Full color photos you see in magazines are generally done in CMYK 4-color process. This stands for Cyan, Magenta, Yellow and blacK. Believe it or not, all those colors you see in the magazines are made up of different amounts of these 4 colors. Truly amazing! This is higher end printing, when you have, for example, a glossy catalog to print.
But what about this poster you just made? You probably don't want to spend the money for 4-color printing just for 500 prints advertising your concert. But one color is so boring. There are a couple routes you can go here but first be sure to discuss it with your printer. If he has a color copier, you can make your flyer as colorful as you want and you don't have to concern yourself about CMYK at all. In fact, color copiers use RGB (Red, Green, Blue), and Publisher creates in RGB so there is no problem. Your other option would be spot colors. When your printer starts talking about PMS colors, he's not talking about a monthly female affliction. He's talking about the Pantone Matching System. Ask to see his Pantone book - you will be amazed at the range of colors, each one having a specific number that tells the pressman how to mix the inks. Spot colors are good when you want only one or two (sometimes three) specific colors that you want to be consistent from one printing to the next. (The problem with color copiers is that the color can vary each time you have your piece printed.)

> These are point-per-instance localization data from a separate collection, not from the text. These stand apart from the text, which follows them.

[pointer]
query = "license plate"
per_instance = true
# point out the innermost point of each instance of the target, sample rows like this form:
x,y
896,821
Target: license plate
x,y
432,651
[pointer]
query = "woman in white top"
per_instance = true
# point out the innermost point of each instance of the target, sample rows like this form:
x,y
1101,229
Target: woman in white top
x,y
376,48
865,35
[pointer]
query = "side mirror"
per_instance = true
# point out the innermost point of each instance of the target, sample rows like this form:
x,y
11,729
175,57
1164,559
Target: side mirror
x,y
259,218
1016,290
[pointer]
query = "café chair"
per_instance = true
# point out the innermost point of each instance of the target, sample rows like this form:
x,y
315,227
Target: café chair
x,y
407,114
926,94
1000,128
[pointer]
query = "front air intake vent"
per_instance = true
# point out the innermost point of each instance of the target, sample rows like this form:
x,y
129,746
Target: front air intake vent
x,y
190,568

InDesign was designed to deal with any color situation, from CMYK, RGB, to spot colors. It has a built-in Pantone library, making it simple to call out spot colors. Publisher defaults to using RGB colors disguised as fancy-named themes. You can find Pantone colors in Publisher, but it takes a little digging. Publisher used to be impossible when it came to spot colors; luckily, the newer versions of Publisher deal with color separations much better.
What are color separations? you ask. I'll tell you. A CMYK document will require 4 different plates (plates are what go on the press to transfer the ink): one for each of the colors. Spot colors require a separate plate for each color. You get the idea. RGB does not color separate into separate plates. RGB is meant for viewing on a screen. So if you take a Publisher file to your printer, he will have to convert the RGB to spot colors if it's going on the press rather than the color copier. Generally not a big deal, but your piece will look a little different from what you see on the screen.
While we're on the subject of color separations, let me just say that Microsoft Word, Excel and PowerPoint do NOT color separate in any way, shape or form. Do not take your red and blue Word document to your printer and expect him to run it on the press; it just won't happen.
PDF (Portable Document Format) is a life saver! Saving your file as a PDF will almost guarantee the finished product will look as you expected with the least amount of fuss and muss. Most programs these days make it a snap to generate a PDF, usually through the File>Save As steps. You will have options to consider, such as resolution and crop marks. Select High Quality Printing (300 dpi) and turn on crop marks. If you have any questions about what to select, call your printer.
The thing to remember...
if you have any questions at all about what your printer wants and needs from you, simply pick up the phone and CALL! He will be more than happy to answer your questions and will be delighted that you took the time to iron out potential problems before bringing in your digital file (usually at the last minute before a deadline!).